China relaxes banking control regulations for foreign firms
(10 November 2017 – China) Foreigners will be able to own larger stakes in Chinese financial firms under major reforms announced in China, aimed at making the country a major global banking hub.
The move provides overseas firms an opportunity to expand and win a larger market share of the country's multitrillion-dollar financial service market. The announcement follows meetings between United States President Donald Trump, and China’s President Xi Jinping.
President Xi is driving economic reforms by opening up China's capital markets, internationalising the yuan and seeking technical know-how by pursuing massive inbound and outbound investments.

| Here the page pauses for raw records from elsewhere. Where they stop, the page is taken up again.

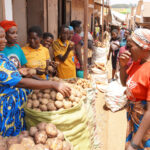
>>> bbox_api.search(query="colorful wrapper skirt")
[126,101,150,150]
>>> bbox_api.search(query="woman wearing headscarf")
[53,25,76,79]
[0,27,70,136]
[0,20,27,68]
[119,29,150,150]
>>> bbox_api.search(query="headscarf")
[0,20,17,32]
[131,28,150,50]
[69,26,73,31]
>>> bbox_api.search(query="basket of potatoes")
[26,86,86,112]
[0,122,73,150]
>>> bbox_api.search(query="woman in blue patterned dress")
[0,27,70,136]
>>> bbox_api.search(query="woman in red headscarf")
[119,29,150,150]
[0,20,27,68]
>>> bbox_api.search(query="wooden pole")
[84,0,88,78]
[102,0,104,42]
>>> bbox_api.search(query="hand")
[119,51,131,67]
[18,68,29,76]
[53,82,71,97]
[36,68,45,75]
[126,145,136,150]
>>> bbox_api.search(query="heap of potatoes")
[27,85,86,112]
[0,122,72,150]
[76,79,92,89]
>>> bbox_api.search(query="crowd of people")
[0,20,150,150]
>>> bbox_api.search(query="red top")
[126,61,150,101]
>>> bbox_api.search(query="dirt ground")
[96,60,127,150]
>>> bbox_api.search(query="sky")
[110,0,150,5]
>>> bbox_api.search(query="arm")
[107,46,112,60]
[128,102,150,150]
[57,45,73,62]
[16,78,71,97]
[119,51,131,86]
[75,43,83,70]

The changes, which take effect immediately, include raising the limit on foreign ownership in joint-venture firms involved in the futures, securities and funds markets to 51 percent, from 49 percent now.

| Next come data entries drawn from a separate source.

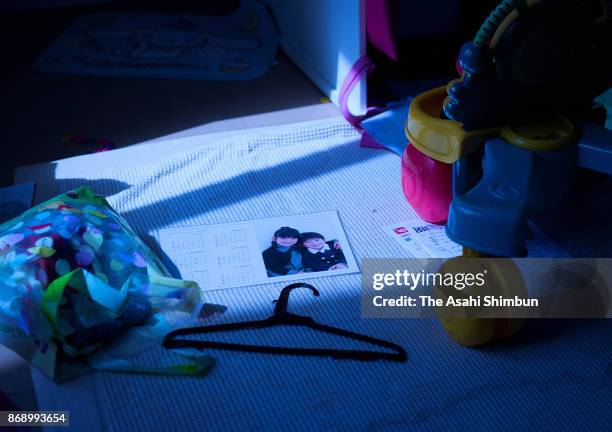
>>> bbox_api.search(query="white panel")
[268,0,367,115]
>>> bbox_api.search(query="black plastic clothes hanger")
[163,283,407,362]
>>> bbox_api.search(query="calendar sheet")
[159,212,359,291]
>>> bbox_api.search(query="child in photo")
[261,227,304,277]
[300,232,348,272]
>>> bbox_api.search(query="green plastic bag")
[0,187,213,379]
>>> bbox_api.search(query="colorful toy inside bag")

Vice-Finance Minister Zhu Guangyao told a reporters that China is "formulating a timetable and road map for financial sector reform and opening up".

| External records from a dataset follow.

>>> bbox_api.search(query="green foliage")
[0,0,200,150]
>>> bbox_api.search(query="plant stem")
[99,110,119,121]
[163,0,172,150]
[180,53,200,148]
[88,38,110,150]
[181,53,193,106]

The plan to ease ownership curbs comes as Beijing faces mounting pressure from Western governments and business lobbies to remove investment barriers and onerous regulations that restrict overseas companies' operations.
Foreign firms are still small players in the financial sector, but the sheer size of the market is a big lure for overseas players.
Foreign banks account for just 1.4 percent of the total 181.7 trillion yuan (A$35.7 trillion) of banking assets in China, according to recent studies.